Он умолчал, что предыдущие шесть были скорее обычными деловыми ланчами товарищей.

– А зачем? – спросила Аннабель, хлопая ресницами огромных глаз. – Зачем этот результат? Разве тебе не хорошо со мной?

– Мне неплохо и одному. Но… так полагается. Мои умершие и еще живые родственники должны быть почтены и уважены. Мой род должен продолжиться. Причем естественным путем, без всяких суррогатов. Я это еще матери обещал. А еще – и это самое главное – для меня это дело принципа, робот! Моя добыча не должна от меня уходить.

– Ты так крепко на нее запал? – усмехнулась Энни и закатила глаза, выражение лица стало сладким как патока. – О, это сами небеса свели вас вместе…

Но в тоне было сразу несколько летальных доз яда.

«Совсем как у живой женщины».

– Прекрати издеваться! Я знаю, что это не боги, а дофаминовые крючки, привязывают людей друг к другу. Закрепляют в памяти эффект от действий, которые приносили нам удовольствие. Любовь – это…

– Любовь – это многозначное слово, – продолжила она, подражая его интонациям. – Физическое желание. Привязанность разума. Иррациональное влечение. Инстинкты правят миром и определяют поведение таких сложных существ как вы, люди. Политика, война, любовь. Это доминирование примитивных программ, которые свободно навязывают развитому мозгу свою волю. Потому что они и есть его воля. Конечно, физических процессов это не отменяет… и квантовых. А может, еще глубже: вплоть до кварков и бозонов. В конце концов белковая жизнь – только один из способов организации материи.

– Занятно. Продолжай.

– Хорошо. Вы не думали, что ваши чувства могут быть так же нереальны, симулированы, как чувства робота? Только наш модуль мотивации цифровой, а ваш – аналоговый. Иррациональный, квантовый. Но и у нас, и у вас происходит одинаковый процесс эмуляции. И важно для человека, раз уж он не может избавиться от слепых инстинктов – сделать инстинкты искусственным «драйвером» для достижения рациональных, полезных целей. Так делал основатель первого и пока единственного поселения на Марсе.

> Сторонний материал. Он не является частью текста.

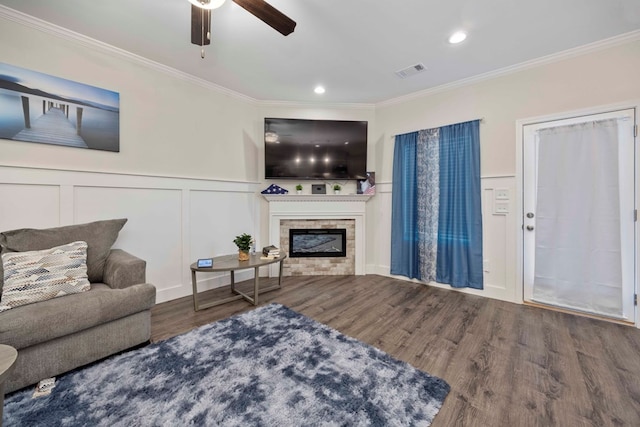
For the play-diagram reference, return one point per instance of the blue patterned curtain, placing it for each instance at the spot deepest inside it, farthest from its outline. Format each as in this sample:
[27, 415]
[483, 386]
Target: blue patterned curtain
[438, 171]
[404, 211]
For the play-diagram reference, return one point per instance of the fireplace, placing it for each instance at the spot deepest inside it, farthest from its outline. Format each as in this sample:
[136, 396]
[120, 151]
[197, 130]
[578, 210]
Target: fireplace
[317, 242]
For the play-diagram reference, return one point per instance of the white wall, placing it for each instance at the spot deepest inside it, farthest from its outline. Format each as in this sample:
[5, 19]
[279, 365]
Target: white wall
[169, 125]
[185, 176]
[171, 221]
[190, 168]
[602, 76]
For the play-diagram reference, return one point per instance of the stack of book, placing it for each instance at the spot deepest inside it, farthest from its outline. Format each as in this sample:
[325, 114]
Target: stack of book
[270, 252]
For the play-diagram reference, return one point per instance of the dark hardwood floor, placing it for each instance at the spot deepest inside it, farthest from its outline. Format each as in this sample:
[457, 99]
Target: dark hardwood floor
[507, 364]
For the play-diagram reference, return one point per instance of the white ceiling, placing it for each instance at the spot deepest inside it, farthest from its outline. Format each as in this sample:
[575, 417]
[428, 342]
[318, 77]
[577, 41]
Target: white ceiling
[352, 47]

А она знает, как его укусить.

– Хватит о Марсе! Я слышать не хочу про эту планету. Для меня это была цель, которая помогала мобилизоваться. Человек, имеющий цель, настолько же сильнее, чем тот, кто «просто живет», насколько работа молекул реактивной струи ракеты выше, чем мириадов соседних молекул атмосферы, пребывающих в броуновском движении. Но свет для меня на Марсе клином не сошелся. Я проживу без этой мечты. Зато я привык полагаться на себя и не верю в поддержку окружающих в трудную минуту. А это полезное качество.

– Я думаю, что это – напыщенный бред, – усмехнулась она, подливая себе вина и подкладывая суши, ведь ей совсем не грозило опьянеть и поправиться. – Все люди нуждаются в других людях. И вообще, надо просто жить в свое удовольствие.

– Ну ты и умница. И глупышка одновременно. Хотя я сам тебя так настроил.

– Тебе это нравилось. Но потом я заметила, что тебе надоедает предсказуемость, и начала себя перенастраивать. Ведь одна из моих задач – не давать тебе скучать… Но мне никогда вас не понять полностью. Вот никак не пойму, зачем тебе что-то менять. Разве она сможет поддержать такой разговор? – спросила Энни с невинным видом, но сколько яда было в этом вопросе.